DNA Language Model Fine-tuning Task Definition Module.

This module defines various task types and related components supported by DNA language models during fine-tuning, including:

  1. TaskType: Task type enumeration
  2. Binary classification (BINARY): e.g., promoter prediction, enhancer identification
  3. Multi-class classification (MULTICLASS): e.g., protein family classification, functional region classification
  4. Regression (REGRESSION): e.g., expression level prediction, binding strength prediction
  5. Token classification (NER): Named Entity Recognition tasks
  6. Generation and embedding tasks for different model architectures

  7. TaskConfig: Task configuration class

  8. Configures task type, number of labels, label names, etc.
  9. Provides threshold settings for binary classification tasks

  10. TaskHead: Task-specific prediction heads

  11. Provides specialized neural network layers for different task types
  12. Supports feature dimensionality reduction and dropout to prevent overfitting
  13. Automatically selects output dimensions based on task type

  14. compute_metrics: Evaluation metric computation

  15. Binary: accuracy, F1 score
  16. Multi-class: accuracy, macro F1, weighted F1
  17. Regression: mean squared error, R-squared value
Usage example

task_config = TaskConfig( task_type=TaskType.BINARY, num_labels=2, label_names=["negative", "positive"] )

Classes

TaskConfig

Bases: BaseModel

Configuration class for different fine-tuning tasks.

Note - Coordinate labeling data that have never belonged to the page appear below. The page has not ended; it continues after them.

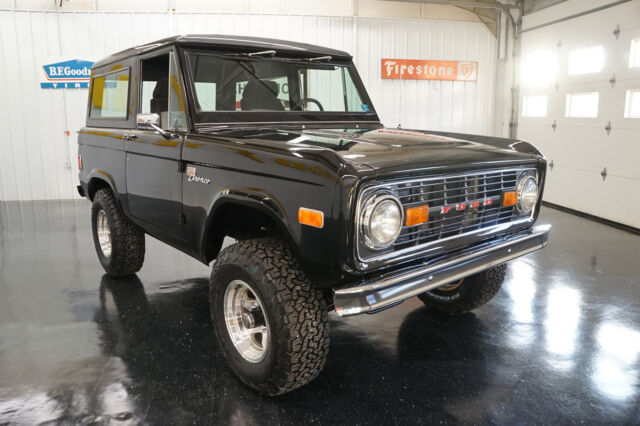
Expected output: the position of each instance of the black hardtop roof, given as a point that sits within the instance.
(228, 42)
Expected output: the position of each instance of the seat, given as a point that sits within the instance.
(261, 95)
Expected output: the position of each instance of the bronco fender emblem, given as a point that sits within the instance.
(192, 177)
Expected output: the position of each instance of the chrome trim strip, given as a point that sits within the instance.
(416, 249)
(395, 287)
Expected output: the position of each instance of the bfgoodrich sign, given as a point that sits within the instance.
(72, 74)
(416, 69)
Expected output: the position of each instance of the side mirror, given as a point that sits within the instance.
(147, 121)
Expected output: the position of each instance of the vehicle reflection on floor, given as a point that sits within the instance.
(560, 343)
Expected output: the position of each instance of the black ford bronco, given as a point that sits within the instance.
(276, 145)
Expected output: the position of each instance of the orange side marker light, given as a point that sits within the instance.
(509, 198)
(311, 217)
(417, 215)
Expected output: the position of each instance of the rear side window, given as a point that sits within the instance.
(110, 95)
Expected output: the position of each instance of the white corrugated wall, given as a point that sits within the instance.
(38, 160)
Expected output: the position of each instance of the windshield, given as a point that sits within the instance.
(274, 85)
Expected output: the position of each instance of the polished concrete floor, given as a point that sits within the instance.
(559, 344)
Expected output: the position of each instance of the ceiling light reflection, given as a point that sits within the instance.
(615, 372)
(561, 324)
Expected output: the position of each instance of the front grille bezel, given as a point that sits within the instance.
(390, 253)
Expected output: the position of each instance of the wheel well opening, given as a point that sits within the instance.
(95, 185)
(239, 222)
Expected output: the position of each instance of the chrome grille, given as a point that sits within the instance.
(469, 190)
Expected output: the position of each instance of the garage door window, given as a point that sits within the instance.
(539, 68)
(534, 106)
(634, 55)
(586, 61)
(632, 104)
(109, 96)
(582, 105)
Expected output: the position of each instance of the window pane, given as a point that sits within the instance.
(155, 88)
(539, 68)
(587, 60)
(634, 55)
(110, 95)
(534, 106)
(582, 105)
(270, 84)
(206, 94)
(177, 110)
(632, 107)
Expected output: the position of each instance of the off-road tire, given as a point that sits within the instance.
(296, 314)
(127, 239)
(474, 292)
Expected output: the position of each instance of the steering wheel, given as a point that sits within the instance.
(312, 100)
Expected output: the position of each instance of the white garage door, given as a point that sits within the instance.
(580, 105)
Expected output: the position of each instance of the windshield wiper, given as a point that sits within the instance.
(320, 58)
(264, 52)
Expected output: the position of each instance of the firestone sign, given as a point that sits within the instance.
(72, 74)
(417, 69)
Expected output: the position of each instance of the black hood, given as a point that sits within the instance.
(395, 151)
(409, 151)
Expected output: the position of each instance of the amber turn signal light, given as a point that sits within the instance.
(509, 198)
(310, 217)
(417, 215)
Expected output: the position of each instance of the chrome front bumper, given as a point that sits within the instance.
(394, 287)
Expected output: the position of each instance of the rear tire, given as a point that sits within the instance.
(285, 319)
(467, 294)
(119, 242)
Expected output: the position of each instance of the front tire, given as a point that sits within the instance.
(467, 294)
(119, 242)
(270, 322)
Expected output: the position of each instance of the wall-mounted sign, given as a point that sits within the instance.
(72, 74)
(417, 69)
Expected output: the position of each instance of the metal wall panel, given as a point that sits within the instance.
(38, 160)
(581, 148)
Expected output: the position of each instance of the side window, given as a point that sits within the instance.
(177, 109)
(161, 91)
(154, 91)
(110, 95)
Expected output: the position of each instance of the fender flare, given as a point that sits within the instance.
(264, 203)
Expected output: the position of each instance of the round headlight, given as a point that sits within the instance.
(381, 221)
(527, 193)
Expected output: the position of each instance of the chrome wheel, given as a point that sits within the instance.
(246, 322)
(104, 233)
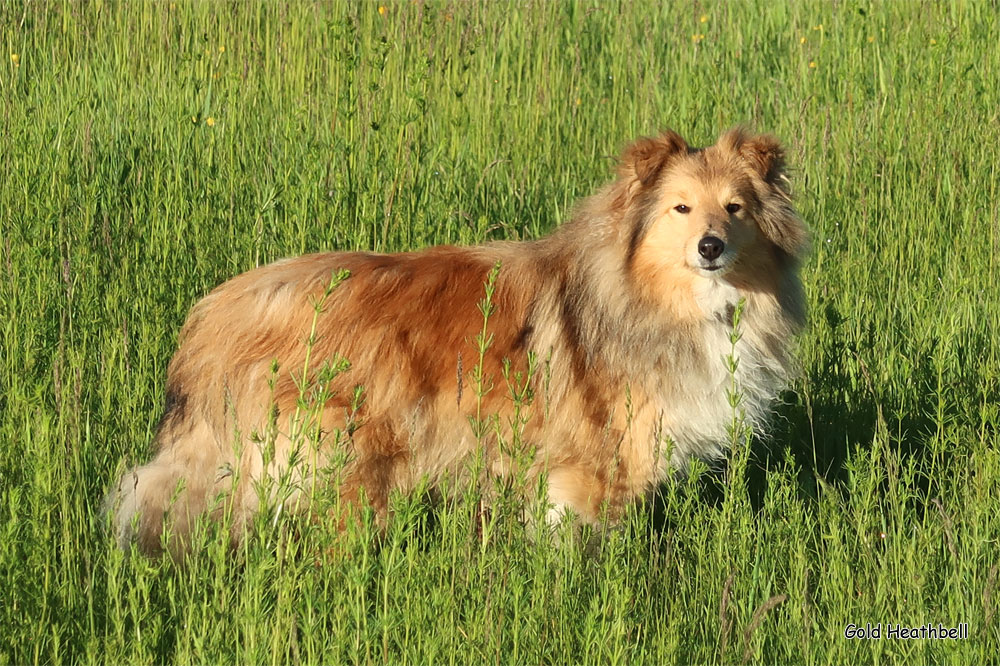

This class provides a structured way to configure task-specific parameters including task type, number of labels, label names, and classification thresholds.

Attributes:

Name Type Description
task_type str

Type of task to perform (must match regex pattern)

num_labels int

Number of output labels/classes

label_names list | None

List of label names for classification tasks

threshold float

Classification threshold for binary and multi-label tasks

Functions
model_post_init
model_post_init(__context)

Initialize task configuration after model validation.

This method is called after Pydantic model validation and automatically sets appropriate default values based on task type.

TaskType

Bases: Enum

Enum for supported task types in DNALLM.

This enum defines the various tasks that can be performed with DNA language models, including classification, regression, and generation tasks.